Сегодня этот жестокий эгоизм рабовладельцев больше не защищает детей от нужды и голода. Скропулёз и тому подобные симптомы недостаточного питания отмечают уровень развития человечности на теле детей. Батюшка-государство, чьи интересы идентичны с интересами его обеспеченных управленцев, занят более важными вещами, чем заниматься пролетарскими отпрысками иначе, чем привитием им религиозной надёжности и патриотического воодушевления. Слава богу, стареющие дамы находят достаточно свободного времени, чтобы вспомнить о бедствии голодающих, чей запах не достигает их вилл. И они организуют благотворительные ярмарки с орхидеями и померанцами, весёлые костюмированные балы, праздники в саду или даже любительские представления.

Недавно человечность даже была вынесена на улицу. Каждый должен был купить маргаритку, чтобы детям, не рождённым в одобренных министерством отношениях, была облечена нищета первых лет жизни. В Мюнхене насобирали таким способом что-то около ста тысяч марок, и приличный бюргер, который в тот день тоже носил цветочек в петлице, может с лёгким сердцем насвистывать песенки, ибо и он поучаствовал в этом деле человечности. Мы же вскорости прочтём, что на эти деньги было открыто бюро благотворительности для внебрачных детей, в котором будут трудиться столько-то и столько-то чиновников, и чьё содержание ежегодно будет стоить столько-то тысяч марок.

Разумеется, несколько детей будут отняты у своих распущенных матерей и переданы богобоязненным семьям на воспитание, подходящее для того, чтобы вытеснить наследственное влияние прискорбного происхождения в душе ребёнка. Не будет ли в некоторых из этих семей беспокойство о деньгах больше, чем о ребёнке, в отдельных случаях можно будет проконтролировать лишь с трудом.

Этот посвящённый высшей человечности день маргариток был для меня днём мучений. Отвергать чрезвычайно милых девушек, которые в твёрдой вере в своею человеколюбивую миссию подходили повсюду и с горящими глазами и радостными лицами и с по-настоящему трогательной возвышенностью уговаривали купить маргаритку, было не всегда просто, и я часто видел в их лицах, что они были сильно расстроены моей бессердечностью. Но моя петлица оставалась пустой. Я не мог решиться поддержать хотя бы одним грошем эту фривольную глупость, которая представляется мне попыткой замаскировать ужасающий, чудовищный позор наших бесчеловечных условий, голод среди детей, посредством организации благотворительного спортивного праздника.
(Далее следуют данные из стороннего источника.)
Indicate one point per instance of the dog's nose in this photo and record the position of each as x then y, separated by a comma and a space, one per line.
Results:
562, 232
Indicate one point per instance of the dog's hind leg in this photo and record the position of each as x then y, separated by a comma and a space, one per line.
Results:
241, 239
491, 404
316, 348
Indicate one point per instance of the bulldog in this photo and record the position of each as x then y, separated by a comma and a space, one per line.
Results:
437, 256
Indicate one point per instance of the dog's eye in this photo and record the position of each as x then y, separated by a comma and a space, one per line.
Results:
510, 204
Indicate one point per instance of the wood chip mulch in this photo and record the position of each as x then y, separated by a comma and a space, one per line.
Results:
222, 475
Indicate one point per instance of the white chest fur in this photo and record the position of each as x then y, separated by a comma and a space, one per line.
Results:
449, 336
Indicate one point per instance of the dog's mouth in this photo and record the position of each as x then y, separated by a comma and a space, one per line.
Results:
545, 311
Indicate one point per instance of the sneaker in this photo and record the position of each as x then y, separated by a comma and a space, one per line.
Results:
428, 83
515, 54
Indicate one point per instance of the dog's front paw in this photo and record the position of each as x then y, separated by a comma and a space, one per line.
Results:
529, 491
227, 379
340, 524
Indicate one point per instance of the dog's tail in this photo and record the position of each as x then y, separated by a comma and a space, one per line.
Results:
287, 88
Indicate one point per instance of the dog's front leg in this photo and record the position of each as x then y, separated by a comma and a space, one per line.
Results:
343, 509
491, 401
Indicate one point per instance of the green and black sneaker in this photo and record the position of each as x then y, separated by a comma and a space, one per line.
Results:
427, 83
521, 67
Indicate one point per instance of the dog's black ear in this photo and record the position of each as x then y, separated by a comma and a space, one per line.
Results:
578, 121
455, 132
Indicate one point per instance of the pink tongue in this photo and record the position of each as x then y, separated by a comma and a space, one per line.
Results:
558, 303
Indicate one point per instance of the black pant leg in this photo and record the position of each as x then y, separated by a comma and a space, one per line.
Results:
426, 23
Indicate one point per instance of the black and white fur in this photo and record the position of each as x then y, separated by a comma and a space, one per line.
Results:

Я не хочу иметь ничего общего с этим видом человечности, которую применяют привилегированные в отношении к несчастным, чтобы приглушить редкие слабые позывы нечистой совести. Ничего общего с человечностью, которая проявляется в бесстыжей поговорке, что бедность — не порок. Как если бы бедность не была в наше время единственным, что действительно является пороком! Кого бесстыжее использование случайной власти сделало миллиардером, тот считается высшим существом среди людей. Его празднуют, почитают и глазеют на него, и если он ещё создаёт благотворительный фонд для поощрения спасающих жизнь, его восхваляют как пример самой благородной человечности. Бедного же повсюду и совершенно неприкрыто оценивают как человека второго сорта. Общество того, кто не носит накрахмаленных рубашек, подозрительно; возможность общения решается соответственно гардеробу. Бедный ребёнок лишён самой возможности обучиться современным формам общения. Необеспеченному молодому человеку закрыты все пути к достойным путям профессиональной жизни. Он обречён быть жертвой эксплуатации — без воззрений на характер, таланты и склонности, и чтобы показать ему его неполноценность ещё более явно, он принуждается против воли, против убеждений и против интереса к носить инструменты убийства дольше и в более низком чине, чем обеспеченные; инструменты, которыми он обязан защищать капитал, высасывающий его кровь. Всё это под вывеской идеала, христианства и человечности.

Тем самым, все гуманитарные движения и устремления, пока они должны действовать смягчающе и примирительно внутри государства, капитализма, рабских учреждений, не соприкасаются с человечностью, которую пытаюсь поддержать я. Эта человечность желает быть человеческой сознательностью, солидарностью, свободой, справедливостью и исполненностью священным призванием бытия человеком; желает любви между людьми, опирающейся на равенство и общественность; желает сила и красоты, и желает жаркого спора, возмущённого противодействия против любого угнетения, лжи, насилия, неправды и «тартюфства».

Человечность, о которой я говорю, ещё не существует, равно как ещё не существуют справедливость или культура. Ей предстоит быть завоёванной теми средствами, которым предстоит стать её фундаментом; посредством объединения и отбора, посредством ясности, твёрдости и духовной свободы. Человечность есть отвращение и сопротивление посредственности и подлости, есть любовь к прекрасному, истинному и вечному, и воля к существенному.